## Machine Learning Group

Prof. Richard Everson
Dr. Jonathan Fieldsend

Image and video compression.
Yousra Almathami
Tracking and prediction.
Dr. Jacq Christmas
Statistical data analysis and modelling.
Andrew Clark
Sparse modelling, multi-objective optimisation, Bioinformatics, Approximate Bayesian Computation.
Mark Cook
Richard Fredlund
Active learning.
Joao Leitao
Conditional random fields.
Will Reckhouse
David Walker
Multi-objective optimisation, high-dimensional visualisation.

# Research overview

A common theme in all the research areas described below is how we handle the uncertainty inherent in most applications. In all these areas we seek to apply statistical methods to determine not just estimates of the answers to our questions, but also to quantify the amount of error there might be in those estimates.

Below is a brief summary of some of the projects we have been working on. All of them use one or more of following methods:

• Statistical data analysis and modelling
• Search and optimisation
• Multi-objective optimisation
• Signal processing
• Time-series analysis
• Change-point analysis
• Clustering
• Active learning
• Visualisation

## Accident and Emergency (A&E) patient care outcome

Given measurements of the vital signs of a patient arriving at A&E in an ambulance, and historical records from other patients, we have developed methods for working out the probability that this patient will die, or predicting their quality of life after discharge from hospital.

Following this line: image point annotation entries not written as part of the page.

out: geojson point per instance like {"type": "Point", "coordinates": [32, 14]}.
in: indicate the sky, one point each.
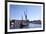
{"type": "Point", "coordinates": [17, 11]}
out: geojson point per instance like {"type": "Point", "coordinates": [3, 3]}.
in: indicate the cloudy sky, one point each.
{"type": "Point", "coordinates": [33, 12]}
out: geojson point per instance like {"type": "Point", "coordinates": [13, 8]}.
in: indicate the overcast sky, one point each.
{"type": "Point", "coordinates": [33, 12]}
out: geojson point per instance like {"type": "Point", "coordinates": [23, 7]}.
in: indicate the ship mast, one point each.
{"type": "Point", "coordinates": [25, 13]}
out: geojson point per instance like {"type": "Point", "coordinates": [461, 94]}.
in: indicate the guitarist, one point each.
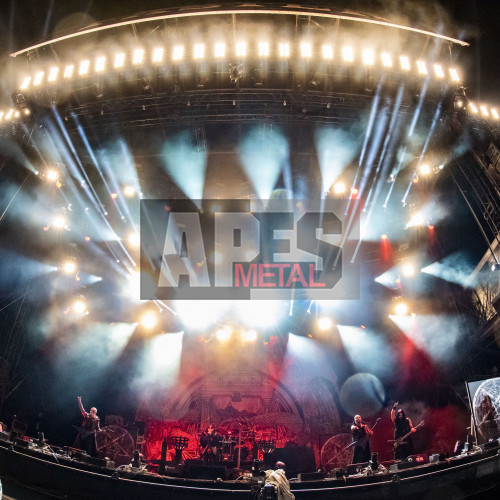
{"type": "Point", "coordinates": [87, 433]}
{"type": "Point", "coordinates": [360, 434]}
{"type": "Point", "coordinates": [402, 426]}
{"type": "Point", "coordinates": [210, 441]}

## Finding underlying structure in EEG traces

Given the EEG traces (measurements of the electrical signals generated by brain activity) from a number of individuals who are all performing the same mental task, we have been developing methods for identifying and isolating the underlying signal caused by the brain working on that task.

## Predicting missing data in satellite images

Given a series of satellite images which show the amount of phytoplankton in the surface of the same stretch of ocean taken over a period of time, we have developed methods for estimating the phytoplankton levels in the areas of the images which are obscured by cloud.

## Face recognition

Given a set of example photographs of different (known) individuals, we have been developing methods for identifying the individual in a new photograph.

## Identification of fraudulent credit card transactions

We have developed methods for optimising a credit card fraud system to identify fraudulent transactions whilst minimising the number of genuine transactions queried.

## Visualising complex data

People are used to drawing two- or sometimes three-dimensional graphs for visualising data, but this becomes impossible when there are four or more variables to consider. We have been developing methods for visualising and understanding data where there are many variables.

## Air traffic control collision alert system

There are many occasions in business where there are multiple conflicting objectives to be optimised; quality versus cost is a common one. UK air traffic control uses a system to alert controllers when aircraft are likely to come into conflict with one another. This system is tuned by the setting of hundreds of parameters. It is unable to be certain that a conflict will occur, so the parameters must be set to optimise the trade-off between maximising the number of true alerts and minimising the number of false alerts. We have developed methods for finding the optimal trade-off and visualising the effects of changing the parameter values, enabling the controllers to determine the optimal settings for their selected trade-off.

## Identifying changes to mobile phone network KPIs

In order to alter the performance of a complicated mobile phone network, a company can change one or more of the hundreds of parameters that control it. Having applied the changes they then want to identify the overall effect they have had on the 28 Key Performance Indicators (KPIs) of the network. We have developed a method which identifies change-points in the KPIs.

## Searching for genetic causes of type 2 diabetes

In monogenic diseases, such as cystic fibrosis, one genetic marker completely predicts a person’s disease status; in polygenic diseases genetic markers increase or decrease the probability of disease status; in epistatic diseases there is a complicated interaction between different genetic markers which increase or decrease the probability of disease status. Type 2 diabetes is polygenic and may be epistatic. We have developed a method for identifying the combination of genetic markers that increase or decrease a person’s likelihood of contracting type 2 diabetes, given the genetic makeup of one chromosome for each of a set of cases and controls.

## Chemical analysis of wine varieties

Given the results of a chemical analysis of wines grown in the same region in Italy, we have developed methods for identifying which wines are similar to each other in some sense so that their grape varieties may be deduced.

## The “cocktail party problem”

Given the soundtracks recorded by a number of microphones in a room in which a group of people are talking, we have developed methods for splitting out the individual voices.

## Active learning

In order to teach a computer to identify patterns in data it must be given a set of training examples. It can be very expensive and/or time-consuming to gather the examples. The aim of active learning is to determine which new examples will give the most benefit when added to the training set, before the expense of gathering them is incurred. We have developed a novel, principled framework for understanding this paradigm and are beginning to apply it to practical problems.